Figure 3. A Predictive break-even model if we were to sell our product at $117 (CAD) with a $1500 fixed cost. Break-even in profit margins occurs at 88 units sold. Before this point, there is no profit; after the break-even point, we begin to yield.
Figure 4. A predictive model showing a $3 (CAD) decrease per 2 units of Bo-Find sold if 36 devices are sold at $117 each.
In this equation, the number 88 represents the initial product quantity sold, while 117 stands for the initial cost per unit. The relationship described suggests that for every $3 decrease in the price, an additional two units of the product are sold. This reflects a common economic principle where lowering the price leads to increased sales. The quadratic equation (88+2x)(117−3x) models this relationship, where x represents the number of changes. Four price decreases will yield maximum profits while still staying above production costs and allowing us to make a profit. This model is important in determining the most optimal price for our product which in theory should be 102 dollars which is achievable if our product can get past the break-even of 88 units and start making a profit.

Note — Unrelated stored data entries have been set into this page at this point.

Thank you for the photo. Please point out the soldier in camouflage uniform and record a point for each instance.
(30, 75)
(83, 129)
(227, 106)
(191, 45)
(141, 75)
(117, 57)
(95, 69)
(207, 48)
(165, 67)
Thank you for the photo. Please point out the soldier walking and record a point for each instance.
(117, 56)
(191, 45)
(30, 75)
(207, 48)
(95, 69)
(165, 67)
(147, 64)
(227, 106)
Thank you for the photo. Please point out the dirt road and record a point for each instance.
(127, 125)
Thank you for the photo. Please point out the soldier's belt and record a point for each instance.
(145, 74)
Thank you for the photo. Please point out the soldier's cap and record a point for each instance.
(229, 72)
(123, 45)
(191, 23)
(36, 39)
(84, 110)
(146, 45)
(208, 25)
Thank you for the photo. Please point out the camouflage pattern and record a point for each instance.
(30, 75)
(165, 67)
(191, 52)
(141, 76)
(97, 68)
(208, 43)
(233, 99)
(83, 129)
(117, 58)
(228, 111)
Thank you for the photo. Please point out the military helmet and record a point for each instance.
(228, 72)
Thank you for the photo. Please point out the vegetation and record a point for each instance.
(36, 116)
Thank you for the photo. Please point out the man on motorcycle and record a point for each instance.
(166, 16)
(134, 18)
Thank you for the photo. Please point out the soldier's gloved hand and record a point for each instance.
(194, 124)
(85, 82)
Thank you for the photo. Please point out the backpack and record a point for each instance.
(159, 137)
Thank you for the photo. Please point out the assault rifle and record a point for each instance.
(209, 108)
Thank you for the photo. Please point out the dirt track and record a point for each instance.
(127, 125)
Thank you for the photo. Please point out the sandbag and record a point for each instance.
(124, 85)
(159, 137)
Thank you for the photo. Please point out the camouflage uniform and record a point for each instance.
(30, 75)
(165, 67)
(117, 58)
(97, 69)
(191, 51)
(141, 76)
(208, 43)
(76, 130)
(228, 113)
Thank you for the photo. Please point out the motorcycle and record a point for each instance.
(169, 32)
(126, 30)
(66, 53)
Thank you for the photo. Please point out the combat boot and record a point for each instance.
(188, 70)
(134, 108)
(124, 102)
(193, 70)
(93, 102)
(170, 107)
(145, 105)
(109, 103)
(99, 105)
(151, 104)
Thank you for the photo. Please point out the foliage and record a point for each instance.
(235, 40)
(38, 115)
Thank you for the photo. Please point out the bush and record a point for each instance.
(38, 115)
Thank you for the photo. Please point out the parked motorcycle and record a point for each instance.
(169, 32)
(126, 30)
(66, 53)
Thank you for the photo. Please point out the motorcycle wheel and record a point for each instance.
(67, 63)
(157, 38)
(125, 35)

The graph of this equation shows how sales and revenue are affected by price adjustments. Initially, sales increase as the price decreases, but due to the parabolic shape of the graph, there is a point where lowering the price further begins to negatively impact overall revenue. This happens because our sale price then drops below 60 dollars and we lose money selling while there is more demand for the product.